The Fugu (static) model is also evaluated on this data as a comparison point.

Note that during this experiment, we train and evaluate every day to get a close look at the samples selected at every step. In deployment, Memento would not retrain if the sample set does not change significantly.

We replay data to analyze the impact of various parameters on the quality of Memento.

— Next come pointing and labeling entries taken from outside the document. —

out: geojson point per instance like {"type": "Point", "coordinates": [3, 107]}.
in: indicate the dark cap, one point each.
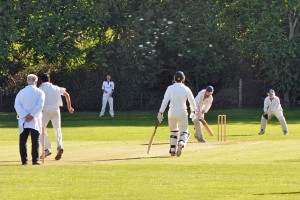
{"type": "Point", "coordinates": [179, 76]}
{"type": "Point", "coordinates": [210, 89]}
{"type": "Point", "coordinates": [45, 77]}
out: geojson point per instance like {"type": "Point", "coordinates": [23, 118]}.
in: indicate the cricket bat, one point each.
{"type": "Point", "coordinates": [43, 145]}
{"type": "Point", "coordinates": [152, 136]}
{"type": "Point", "coordinates": [207, 127]}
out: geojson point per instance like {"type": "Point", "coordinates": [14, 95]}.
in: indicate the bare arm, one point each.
{"type": "Point", "coordinates": [68, 100]}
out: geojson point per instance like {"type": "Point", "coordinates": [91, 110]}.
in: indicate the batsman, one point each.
{"type": "Point", "coordinates": [177, 94]}
{"type": "Point", "coordinates": [204, 101]}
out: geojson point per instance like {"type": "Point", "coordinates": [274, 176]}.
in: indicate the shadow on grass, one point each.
{"type": "Point", "coordinates": [278, 193]}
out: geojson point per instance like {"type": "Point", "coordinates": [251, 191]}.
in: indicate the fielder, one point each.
{"type": "Point", "coordinates": [51, 111]}
{"type": "Point", "coordinates": [272, 106]}
{"type": "Point", "coordinates": [177, 94]}
{"type": "Point", "coordinates": [108, 87]}
{"type": "Point", "coordinates": [204, 101]}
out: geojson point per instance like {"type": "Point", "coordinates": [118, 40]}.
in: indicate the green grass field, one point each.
{"type": "Point", "coordinates": [105, 158]}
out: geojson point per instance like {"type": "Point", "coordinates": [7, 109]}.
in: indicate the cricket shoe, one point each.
{"type": "Point", "coordinates": [172, 154]}
{"type": "Point", "coordinates": [59, 154]}
{"type": "Point", "coordinates": [47, 153]}
{"type": "Point", "coordinates": [180, 147]}
{"type": "Point", "coordinates": [201, 140]}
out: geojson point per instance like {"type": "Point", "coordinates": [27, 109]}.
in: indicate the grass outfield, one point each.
{"type": "Point", "coordinates": [105, 158]}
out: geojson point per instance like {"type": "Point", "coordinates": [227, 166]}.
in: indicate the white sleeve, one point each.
{"type": "Point", "coordinates": [165, 101]}
{"type": "Point", "coordinates": [191, 100]}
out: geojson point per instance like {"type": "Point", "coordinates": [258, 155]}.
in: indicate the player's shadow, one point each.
{"type": "Point", "coordinates": [278, 193]}
{"type": "Point", "coordinates": [6, 163]}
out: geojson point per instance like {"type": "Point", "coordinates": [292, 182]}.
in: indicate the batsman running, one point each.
{"type": "Point", "coordinates": [177, 94]}
{"type": "Point", "coordinates": [204, 101]}
{"type": "Point", "coordinates": [272, 107]}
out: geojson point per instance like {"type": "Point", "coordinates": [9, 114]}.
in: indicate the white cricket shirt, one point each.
{"type": "Point", "coordinates": [30, 100]}
{"type": "Point", "coordinates": [178, 94]}
{"type": "Point", "coordinates": [108, 86]}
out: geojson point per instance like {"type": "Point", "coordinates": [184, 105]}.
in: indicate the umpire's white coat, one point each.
{"type": "Point", "coordinates": [30, 100]}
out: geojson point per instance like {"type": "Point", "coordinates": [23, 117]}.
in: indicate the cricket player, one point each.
{"type": "Point", "coordinates": [51, 111]}
{"type": "Point", "coordinates": [204, 101]}
{"type": "Point", "coordinates": [108, 87]}
{"type": "Point", "coordinates": [177, 94]}
{"type": "Point", "coordinates": [272, 107]}
{"type": "Point", "coordinates": [29, 103]}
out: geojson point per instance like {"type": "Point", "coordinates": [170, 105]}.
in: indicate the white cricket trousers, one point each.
{"type": "Point", "coordinates": [110, 100]}
{"type": "Point", "coordinates": [198, 127]}
{"type": "Point", "coordinates": [54, 116]}
{"type": "Point", "coordinates": [178, 123]}
{"type": "Point", "coordinates": [281, 119]}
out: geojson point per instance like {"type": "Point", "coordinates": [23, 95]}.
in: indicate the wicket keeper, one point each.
{"type": "Point", "coordinates": [177, 94]}
{"type": "Point", "coordinates": [272, 107]}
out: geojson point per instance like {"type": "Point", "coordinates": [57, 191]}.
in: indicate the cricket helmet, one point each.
{"type": "Point", "coordinates": [210, 89]}
{"type": "Point", "coordinates": [271, 91]}
{"type": "Point", "coordinates": [179, 76]}
{"type": "Point", "coordinates": [45, 77]}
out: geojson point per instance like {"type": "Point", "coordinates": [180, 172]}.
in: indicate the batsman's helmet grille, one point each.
{"type": "Point", "coordinates": [179, 76]}
{"type": "Point", "coordinates": [210, 89]}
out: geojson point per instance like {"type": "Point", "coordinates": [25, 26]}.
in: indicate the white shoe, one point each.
{"type": "Point", "coordinates": [47, 153]}
{"type": "Point", "coordinates": [179, 149]}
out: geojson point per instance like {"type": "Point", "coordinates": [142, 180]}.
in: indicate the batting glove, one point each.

For a more in-depth analysis and to recreate the figures from the paper, see the [puffer-replay notebook](./puffer-replay.ipynb).

In [None]:
replay_directory = config.output_directory / "run-demo/replay"
replay_results = eh.data.read_csv(replay_directory / "results.csv.gz")

# Have a look at the raw data.
display(results.head())

The results contain a range of aggregation metrics (in the `metric` column) for different variables (in separate columns).

As an example, we plot the mean and tail prediction score over iterations for both the Memento-trained model and the Fugu (static) model.

In [None]:
selected_results = (
    replay_results
    .query("metric in ('mean', '0.01')")
    .melt(id_vars=["iteration", "metric"],
          value_vars=["logscore", "fugu_feb_logscore"])
)
selected_results.head()

In [None]:
sns.relplot(
    data=selected_results,
    kind="line",
    x="iteration", 
    y="value",
    style="metric",
    hue="variable",
).set(
    xlabel="Days replayed",
    ylabel="Logscore",
)
plt.show()

We can see that the mean prediction scores are almost equal, with Fugu (static) being slightly better.

At the tail, however, Memento is significantly better, as it has seen more rare cases during training, even after after only a couple of days.

Finally, let's have a look at the `stats.csv.gz`, which contains additional info about the retraining decisions process.

In the demo, we retrain every day to see the effects of sample selection.
In deployment, we only retrain if the estimated coverage of sample space increases by 10%. Let's plot this value.

In [None]:
stats = eh.data.read_csv(replay_directory / "stats.csv.gz")
display(stats.head())

In [None]:
sns.relplot(
    data=stats,
    kind="line",
    x="iteration",
    y="coverage_increase"
).set(
    xlabel="Days replayed",
    ylabel="Relative coverage increase",
)
plt.show()

Note that day 0 is excluded. Without previous samples, we cannot estimate a difference in coverage and always retrain.

We can see that the coverage increase is above 0.1 only for day 1, so Memento would have retrained on days 0 and 1 and stopped after, as newly observed samples are already covered by the sample selection and retraining would be unlikely to yield improvements.